Comment 2 Sir Woody Hackswell 2009-01-13 15:37:32 UTC
Ah HA!  Problem stemmed from the following:

* Two different xml config files had the same name.
* and/or the same UUID.

User error.

HOWEVER... would it make sense to check for duplicate name/uuid and at least log the fact that two config files were "duplicates"?  For foolish users like me? ;)

Comment 3 Mark McLoughlin 2009-01-13 15:45:45 UTC
Could you give us a simple set of commands and XML files to reproduce this?

Comment 4 Sir Woody Hackswell 2009-01-13 15:52:38 UTC
* Find any xml config file in /etc/libvirt/qemu/ that is symlinked in the autostart directory.

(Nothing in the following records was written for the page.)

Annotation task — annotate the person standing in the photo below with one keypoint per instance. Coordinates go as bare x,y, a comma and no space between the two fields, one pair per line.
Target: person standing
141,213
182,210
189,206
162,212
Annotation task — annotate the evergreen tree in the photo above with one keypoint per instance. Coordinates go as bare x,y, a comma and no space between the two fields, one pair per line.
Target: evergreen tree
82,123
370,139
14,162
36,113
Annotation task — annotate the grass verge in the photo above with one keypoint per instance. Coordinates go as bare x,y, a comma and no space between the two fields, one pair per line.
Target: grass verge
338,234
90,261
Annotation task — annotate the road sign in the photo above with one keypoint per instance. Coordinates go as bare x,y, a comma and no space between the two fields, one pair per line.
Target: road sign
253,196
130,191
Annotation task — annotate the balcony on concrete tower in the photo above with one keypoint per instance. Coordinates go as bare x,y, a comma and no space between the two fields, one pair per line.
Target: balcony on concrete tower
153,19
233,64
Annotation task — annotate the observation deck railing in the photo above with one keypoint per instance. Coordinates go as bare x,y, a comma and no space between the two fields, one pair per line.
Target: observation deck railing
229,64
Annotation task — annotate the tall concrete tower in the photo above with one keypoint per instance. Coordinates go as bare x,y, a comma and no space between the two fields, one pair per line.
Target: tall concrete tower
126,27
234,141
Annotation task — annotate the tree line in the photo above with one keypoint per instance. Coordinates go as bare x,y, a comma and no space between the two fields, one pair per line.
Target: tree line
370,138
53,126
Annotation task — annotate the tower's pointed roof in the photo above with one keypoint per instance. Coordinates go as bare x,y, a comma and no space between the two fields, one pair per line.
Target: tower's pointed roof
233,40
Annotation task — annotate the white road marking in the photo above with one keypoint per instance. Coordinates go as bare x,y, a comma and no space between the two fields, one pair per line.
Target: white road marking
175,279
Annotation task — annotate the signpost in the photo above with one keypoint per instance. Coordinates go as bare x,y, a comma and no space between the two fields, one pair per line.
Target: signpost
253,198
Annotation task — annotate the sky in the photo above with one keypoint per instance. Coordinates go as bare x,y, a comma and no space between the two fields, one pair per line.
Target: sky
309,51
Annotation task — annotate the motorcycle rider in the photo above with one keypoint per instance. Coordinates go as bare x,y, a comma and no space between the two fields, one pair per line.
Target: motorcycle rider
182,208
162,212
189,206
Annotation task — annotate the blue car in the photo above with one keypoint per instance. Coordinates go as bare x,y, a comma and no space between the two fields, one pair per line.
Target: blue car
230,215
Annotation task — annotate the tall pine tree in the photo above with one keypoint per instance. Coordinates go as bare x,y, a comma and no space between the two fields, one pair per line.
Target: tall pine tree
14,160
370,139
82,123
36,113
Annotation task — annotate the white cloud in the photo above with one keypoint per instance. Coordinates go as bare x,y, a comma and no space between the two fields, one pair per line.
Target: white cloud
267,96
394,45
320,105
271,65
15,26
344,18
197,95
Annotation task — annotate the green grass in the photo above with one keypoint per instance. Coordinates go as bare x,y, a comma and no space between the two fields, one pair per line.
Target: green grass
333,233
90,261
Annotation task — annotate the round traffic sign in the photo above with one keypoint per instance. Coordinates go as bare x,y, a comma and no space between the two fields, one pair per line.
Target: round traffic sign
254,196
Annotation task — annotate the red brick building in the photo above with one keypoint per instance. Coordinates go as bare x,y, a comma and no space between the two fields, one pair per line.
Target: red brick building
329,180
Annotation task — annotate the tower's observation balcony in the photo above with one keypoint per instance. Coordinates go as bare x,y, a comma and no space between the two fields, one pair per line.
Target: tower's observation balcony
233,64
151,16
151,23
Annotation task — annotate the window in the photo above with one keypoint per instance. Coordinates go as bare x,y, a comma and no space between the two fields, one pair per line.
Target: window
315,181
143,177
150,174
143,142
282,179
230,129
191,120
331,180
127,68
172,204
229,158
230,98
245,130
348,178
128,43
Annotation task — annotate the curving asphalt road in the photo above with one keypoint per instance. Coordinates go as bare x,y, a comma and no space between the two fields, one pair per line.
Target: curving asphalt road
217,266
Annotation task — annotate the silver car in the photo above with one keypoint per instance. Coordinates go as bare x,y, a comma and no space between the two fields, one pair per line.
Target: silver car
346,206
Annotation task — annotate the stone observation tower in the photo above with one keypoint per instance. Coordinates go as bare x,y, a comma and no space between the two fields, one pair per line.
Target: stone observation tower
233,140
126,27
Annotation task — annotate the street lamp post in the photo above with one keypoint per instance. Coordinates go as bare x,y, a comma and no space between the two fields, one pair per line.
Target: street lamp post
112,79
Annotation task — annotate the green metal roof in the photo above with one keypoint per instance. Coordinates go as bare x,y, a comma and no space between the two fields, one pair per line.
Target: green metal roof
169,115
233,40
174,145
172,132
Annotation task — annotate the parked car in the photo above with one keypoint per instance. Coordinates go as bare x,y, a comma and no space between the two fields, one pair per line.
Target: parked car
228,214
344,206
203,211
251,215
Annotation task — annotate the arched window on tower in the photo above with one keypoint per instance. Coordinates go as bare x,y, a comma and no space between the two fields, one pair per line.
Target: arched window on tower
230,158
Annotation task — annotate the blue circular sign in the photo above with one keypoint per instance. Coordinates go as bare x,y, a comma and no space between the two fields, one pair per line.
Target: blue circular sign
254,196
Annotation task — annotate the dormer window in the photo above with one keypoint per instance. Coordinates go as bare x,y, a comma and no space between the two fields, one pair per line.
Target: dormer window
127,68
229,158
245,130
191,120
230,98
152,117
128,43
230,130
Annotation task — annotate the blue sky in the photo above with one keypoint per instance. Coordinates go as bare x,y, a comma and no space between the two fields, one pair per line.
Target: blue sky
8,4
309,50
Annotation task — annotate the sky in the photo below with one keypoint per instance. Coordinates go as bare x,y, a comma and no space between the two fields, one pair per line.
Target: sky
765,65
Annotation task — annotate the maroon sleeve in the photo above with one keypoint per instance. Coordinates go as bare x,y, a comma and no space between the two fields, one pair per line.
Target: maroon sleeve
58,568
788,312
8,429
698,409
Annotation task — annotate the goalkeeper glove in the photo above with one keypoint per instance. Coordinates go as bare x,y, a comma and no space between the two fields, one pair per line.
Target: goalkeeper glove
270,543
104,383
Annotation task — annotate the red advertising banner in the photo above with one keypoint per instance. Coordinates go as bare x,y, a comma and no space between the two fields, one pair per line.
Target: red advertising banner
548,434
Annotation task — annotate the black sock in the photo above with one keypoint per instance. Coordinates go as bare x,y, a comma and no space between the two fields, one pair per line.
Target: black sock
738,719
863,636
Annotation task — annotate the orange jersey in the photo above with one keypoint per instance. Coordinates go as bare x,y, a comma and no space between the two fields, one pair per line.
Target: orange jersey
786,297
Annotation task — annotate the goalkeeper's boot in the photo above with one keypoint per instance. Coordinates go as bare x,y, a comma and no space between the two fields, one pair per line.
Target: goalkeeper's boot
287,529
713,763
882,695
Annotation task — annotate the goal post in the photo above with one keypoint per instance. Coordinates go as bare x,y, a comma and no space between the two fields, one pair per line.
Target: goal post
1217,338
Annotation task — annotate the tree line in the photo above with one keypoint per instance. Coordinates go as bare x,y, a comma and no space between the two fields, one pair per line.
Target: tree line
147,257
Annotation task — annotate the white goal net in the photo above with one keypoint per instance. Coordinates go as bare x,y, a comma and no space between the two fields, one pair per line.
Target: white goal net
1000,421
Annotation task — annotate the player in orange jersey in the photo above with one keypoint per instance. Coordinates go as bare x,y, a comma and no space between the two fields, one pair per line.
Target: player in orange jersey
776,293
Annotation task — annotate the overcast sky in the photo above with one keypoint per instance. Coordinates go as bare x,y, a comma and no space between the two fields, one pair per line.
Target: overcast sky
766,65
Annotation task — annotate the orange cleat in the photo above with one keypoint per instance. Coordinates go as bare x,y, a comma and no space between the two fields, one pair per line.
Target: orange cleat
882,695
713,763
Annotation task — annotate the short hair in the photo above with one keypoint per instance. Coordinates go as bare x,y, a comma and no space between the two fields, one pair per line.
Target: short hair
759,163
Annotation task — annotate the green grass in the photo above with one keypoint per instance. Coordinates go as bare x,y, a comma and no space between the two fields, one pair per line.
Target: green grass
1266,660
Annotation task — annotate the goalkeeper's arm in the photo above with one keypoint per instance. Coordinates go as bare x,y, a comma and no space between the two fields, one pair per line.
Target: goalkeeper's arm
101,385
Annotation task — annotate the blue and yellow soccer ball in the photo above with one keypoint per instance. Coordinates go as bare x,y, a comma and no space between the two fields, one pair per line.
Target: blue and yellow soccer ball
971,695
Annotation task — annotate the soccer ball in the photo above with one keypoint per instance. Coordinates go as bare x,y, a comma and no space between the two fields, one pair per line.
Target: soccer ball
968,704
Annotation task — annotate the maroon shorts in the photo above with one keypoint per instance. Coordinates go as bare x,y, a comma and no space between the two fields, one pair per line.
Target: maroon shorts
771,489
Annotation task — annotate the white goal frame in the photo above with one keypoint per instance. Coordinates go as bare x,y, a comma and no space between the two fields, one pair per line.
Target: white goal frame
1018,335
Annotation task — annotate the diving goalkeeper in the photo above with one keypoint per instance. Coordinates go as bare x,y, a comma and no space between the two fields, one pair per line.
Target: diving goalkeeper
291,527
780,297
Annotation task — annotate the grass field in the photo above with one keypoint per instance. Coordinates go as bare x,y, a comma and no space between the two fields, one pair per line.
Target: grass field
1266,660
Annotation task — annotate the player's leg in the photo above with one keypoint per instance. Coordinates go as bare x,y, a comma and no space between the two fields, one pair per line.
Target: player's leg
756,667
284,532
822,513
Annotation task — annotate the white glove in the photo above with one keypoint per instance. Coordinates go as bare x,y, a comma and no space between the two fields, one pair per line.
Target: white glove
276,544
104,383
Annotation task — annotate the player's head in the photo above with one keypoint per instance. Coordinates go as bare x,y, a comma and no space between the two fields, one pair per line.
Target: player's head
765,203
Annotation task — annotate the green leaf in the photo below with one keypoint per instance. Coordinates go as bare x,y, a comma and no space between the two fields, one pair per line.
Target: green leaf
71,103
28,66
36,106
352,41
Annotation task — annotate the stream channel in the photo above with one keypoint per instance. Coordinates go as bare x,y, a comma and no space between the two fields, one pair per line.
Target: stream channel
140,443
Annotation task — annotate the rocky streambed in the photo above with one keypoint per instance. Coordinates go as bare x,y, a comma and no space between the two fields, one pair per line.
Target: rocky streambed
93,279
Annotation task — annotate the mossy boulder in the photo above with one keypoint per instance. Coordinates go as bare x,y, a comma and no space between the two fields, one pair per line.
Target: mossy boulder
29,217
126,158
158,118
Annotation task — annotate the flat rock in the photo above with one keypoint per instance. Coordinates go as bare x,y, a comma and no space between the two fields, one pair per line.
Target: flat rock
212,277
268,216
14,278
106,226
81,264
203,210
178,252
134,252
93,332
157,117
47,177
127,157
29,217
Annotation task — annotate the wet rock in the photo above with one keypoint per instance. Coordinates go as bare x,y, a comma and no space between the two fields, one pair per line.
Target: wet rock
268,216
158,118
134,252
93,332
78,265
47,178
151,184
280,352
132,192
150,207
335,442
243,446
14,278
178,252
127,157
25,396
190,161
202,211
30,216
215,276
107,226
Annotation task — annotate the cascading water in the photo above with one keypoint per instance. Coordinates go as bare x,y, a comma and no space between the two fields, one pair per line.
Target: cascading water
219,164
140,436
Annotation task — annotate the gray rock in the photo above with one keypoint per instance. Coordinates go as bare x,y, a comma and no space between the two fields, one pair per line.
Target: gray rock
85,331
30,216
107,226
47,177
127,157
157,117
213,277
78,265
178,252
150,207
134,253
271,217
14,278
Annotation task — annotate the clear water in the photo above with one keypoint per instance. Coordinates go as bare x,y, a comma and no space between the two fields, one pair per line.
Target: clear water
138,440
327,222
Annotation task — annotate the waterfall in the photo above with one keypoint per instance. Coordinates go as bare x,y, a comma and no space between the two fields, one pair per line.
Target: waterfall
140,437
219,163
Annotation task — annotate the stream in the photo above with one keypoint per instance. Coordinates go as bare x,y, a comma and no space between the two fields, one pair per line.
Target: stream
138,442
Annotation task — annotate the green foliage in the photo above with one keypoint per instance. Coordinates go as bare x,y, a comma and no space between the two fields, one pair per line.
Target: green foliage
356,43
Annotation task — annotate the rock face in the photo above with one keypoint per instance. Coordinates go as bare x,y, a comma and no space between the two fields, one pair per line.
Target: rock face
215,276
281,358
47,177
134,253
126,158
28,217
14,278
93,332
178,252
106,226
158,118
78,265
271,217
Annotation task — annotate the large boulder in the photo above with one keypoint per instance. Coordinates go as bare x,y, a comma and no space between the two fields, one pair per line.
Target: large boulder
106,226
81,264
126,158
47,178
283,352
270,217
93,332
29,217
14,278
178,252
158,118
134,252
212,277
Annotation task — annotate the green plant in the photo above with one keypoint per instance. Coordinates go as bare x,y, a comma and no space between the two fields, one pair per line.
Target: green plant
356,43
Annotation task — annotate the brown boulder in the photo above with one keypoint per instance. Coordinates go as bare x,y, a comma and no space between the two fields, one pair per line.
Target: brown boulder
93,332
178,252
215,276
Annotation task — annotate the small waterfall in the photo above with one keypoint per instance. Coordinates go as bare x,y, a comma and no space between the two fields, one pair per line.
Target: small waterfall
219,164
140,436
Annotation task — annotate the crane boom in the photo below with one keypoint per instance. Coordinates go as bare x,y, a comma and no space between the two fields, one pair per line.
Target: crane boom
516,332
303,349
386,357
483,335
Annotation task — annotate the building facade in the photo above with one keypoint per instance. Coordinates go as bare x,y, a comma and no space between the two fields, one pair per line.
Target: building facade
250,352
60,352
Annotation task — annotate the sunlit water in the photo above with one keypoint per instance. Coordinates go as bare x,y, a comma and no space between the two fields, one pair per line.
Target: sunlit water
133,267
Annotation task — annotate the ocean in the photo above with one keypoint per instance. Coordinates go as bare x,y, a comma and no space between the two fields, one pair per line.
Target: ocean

* Copy it to a different name, but don't change the name or uuid field.

In my case the non-running filename came "Before" the autostart config file.

ex:

Fedora10-i386 (no autostart, name Fedora10-i386, uuid PLUGH)
fedora10.xml  (no autostart, name tLDE, uuid XYZZY)
tLDE.xml      (linked to in autostart, name tLDE, uuid XYZZY)

Upon startup of libvirtd, tLDE would not autostart because fedora10 was NOT autostarting. 

Is this as clear as mud now? :O

Comment 5 Mark McLoughlin 2009-01-14 10:55:47 UTC
Let that be a lesson to you :-)

The format of the /etc/libvirt/qemu directory is private and you should only modify domain configuration using virsh or other libvirt tools.

I took a quick look at whether we could add a simple check to catch this, but not really - libvirtd treats the loading of the second config file as if you were re-defining the config of that domain.

This couldn't happen unless the user manually futzed around with the files - the filename will always match the domain name in that case.